The Task
This document is presents the report from analysis conducted on Primary Education for the Ministry of Education (MINEDUC) in Rwanda. This report mainly focuses on rural and urban areas in
source of the data: here
The code below illustrates on how to load packages needed for the analysis
#load package
library(tidyverse)
library(tidyr)
library(broom)
library(purrr)
Then we read in the data using the link to avoid wasting space and increase spead using tidyverse read_csv
data <- read_csv("https://raw.githubusercontent.com/vmandela99/laterite-interview/master/laterite_education_data.csv" )
Introduction
The first task would be to clean the names, check for missing values, undestand the column names, check the data types and, also make sure that the data is in tidy format.
The following code is for renaming the columns for the to have meaningful names
## rename the variables
names(data)
r_data <- data %>% rename(Sex = s1q1,
Age=s1q3y,
region_class = ur2012,
Father_alive=s1q13,
Mother_alive = s1q14,
health_prob=s3q4,
Grade_2012=s4aq6a ,
Grade_2013=s4aq6b ,
sch_attended_prev_yr=s4aq8,
prob_in_sch=s4aq9,
edu_expenses=s4aq11h, paid_edu_expenses_year_end=s4aq12 ,
sch_days_missed=s4aq14,
why_not_attending_sch=s4aq15,
why_leave_sch=s4aq17,
can_read=s4bq3,
can_write=s4bq4,
can_calculate=s4bq5,
farm_work=s6aq2)
Then we define the missing values as NAs then remove them from the two variables. But this is always advisable after you have inquired from other departments why the data is missing in the first place. Beware that some missing data can not just be deleted, instead there are a couple of imputing techniques that we discuss the upcoming blogs. For now we illustrate how to delete them.
data <- data %>%
na_if("") %>%
filter(!is.na(Grade_2012),!is.na(Grade_2013))
This report investigates the causes of repetiton in primary education. Rural area here mean that the setting of the school location has low standards of living status and low population to infrastructure ratio while urban is the opposite.
Descriptive analysis
Provinces
The report was mainly done in Rwanda where 5 provinces were considered. The provinces were Kigali city, Southern province, Western province, Northern Province and Eastern province.
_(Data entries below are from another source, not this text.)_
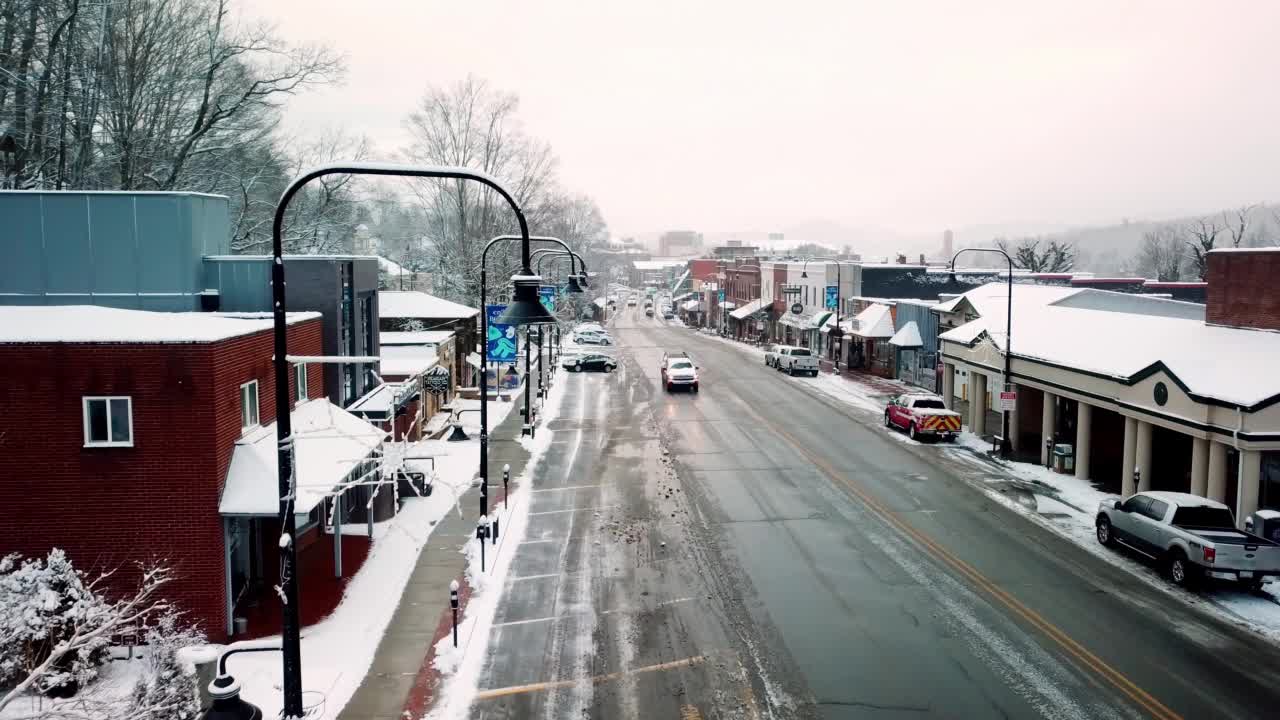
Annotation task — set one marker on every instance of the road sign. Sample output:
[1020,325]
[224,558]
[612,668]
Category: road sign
[1008,401]
[437,381]
[501,341]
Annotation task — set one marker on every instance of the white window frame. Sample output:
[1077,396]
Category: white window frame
[300,382]
[108,399]
[257,408]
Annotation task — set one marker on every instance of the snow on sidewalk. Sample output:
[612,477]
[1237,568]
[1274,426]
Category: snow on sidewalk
[338,651]
[1060,502]
[462,666]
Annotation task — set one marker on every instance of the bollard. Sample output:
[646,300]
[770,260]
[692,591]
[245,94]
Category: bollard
[506,478]
[453,604]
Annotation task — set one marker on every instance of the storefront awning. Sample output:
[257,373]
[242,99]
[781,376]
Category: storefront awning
[908,337]
[748,310]
[329,445]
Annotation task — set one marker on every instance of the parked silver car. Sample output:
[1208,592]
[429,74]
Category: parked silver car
[1192,537]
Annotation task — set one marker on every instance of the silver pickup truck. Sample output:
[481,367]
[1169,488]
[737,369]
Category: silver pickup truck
[1191,536]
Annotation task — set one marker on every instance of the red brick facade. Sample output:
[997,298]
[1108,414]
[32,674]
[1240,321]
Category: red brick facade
[158,500]
[1242,288]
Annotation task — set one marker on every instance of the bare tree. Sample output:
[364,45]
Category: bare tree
[1028,254]
[1162,255]
[1201,237]
[475,126]
[1237,224]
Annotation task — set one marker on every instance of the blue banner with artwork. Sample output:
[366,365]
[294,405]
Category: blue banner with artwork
[501,342]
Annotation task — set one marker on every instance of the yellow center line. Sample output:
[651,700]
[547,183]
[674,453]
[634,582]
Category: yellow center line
[1075,650]
[594,679]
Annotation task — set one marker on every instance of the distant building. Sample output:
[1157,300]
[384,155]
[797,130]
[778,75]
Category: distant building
[680,242]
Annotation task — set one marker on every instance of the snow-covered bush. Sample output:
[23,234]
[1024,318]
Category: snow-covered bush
[165,691]
[55,624]
[44,604]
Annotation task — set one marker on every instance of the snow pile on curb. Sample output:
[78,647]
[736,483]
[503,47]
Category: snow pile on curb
[338,651]
[461,666]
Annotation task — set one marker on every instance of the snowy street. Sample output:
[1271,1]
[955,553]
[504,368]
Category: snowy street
[705,556]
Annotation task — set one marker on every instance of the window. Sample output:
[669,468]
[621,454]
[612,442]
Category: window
[108,422]
[1156,510]
[300,382]
[248,405]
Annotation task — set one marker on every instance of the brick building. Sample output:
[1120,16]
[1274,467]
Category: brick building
[128,431]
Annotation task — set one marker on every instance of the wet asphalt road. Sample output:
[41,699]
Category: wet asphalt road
[760,551]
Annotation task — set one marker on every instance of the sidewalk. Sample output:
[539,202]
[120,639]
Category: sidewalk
[400,678]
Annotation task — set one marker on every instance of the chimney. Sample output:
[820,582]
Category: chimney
[1242,287]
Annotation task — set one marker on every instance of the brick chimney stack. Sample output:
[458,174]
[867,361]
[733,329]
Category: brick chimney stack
[1243,288]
The table below summarises the percentage distribution of students from each province. Kigali city had 22.15 percent which was the highest numbers from a province in this study. However, the rest of the provinces had a nearly similar number with Southern province having the lowest number of students at 17.1 percent.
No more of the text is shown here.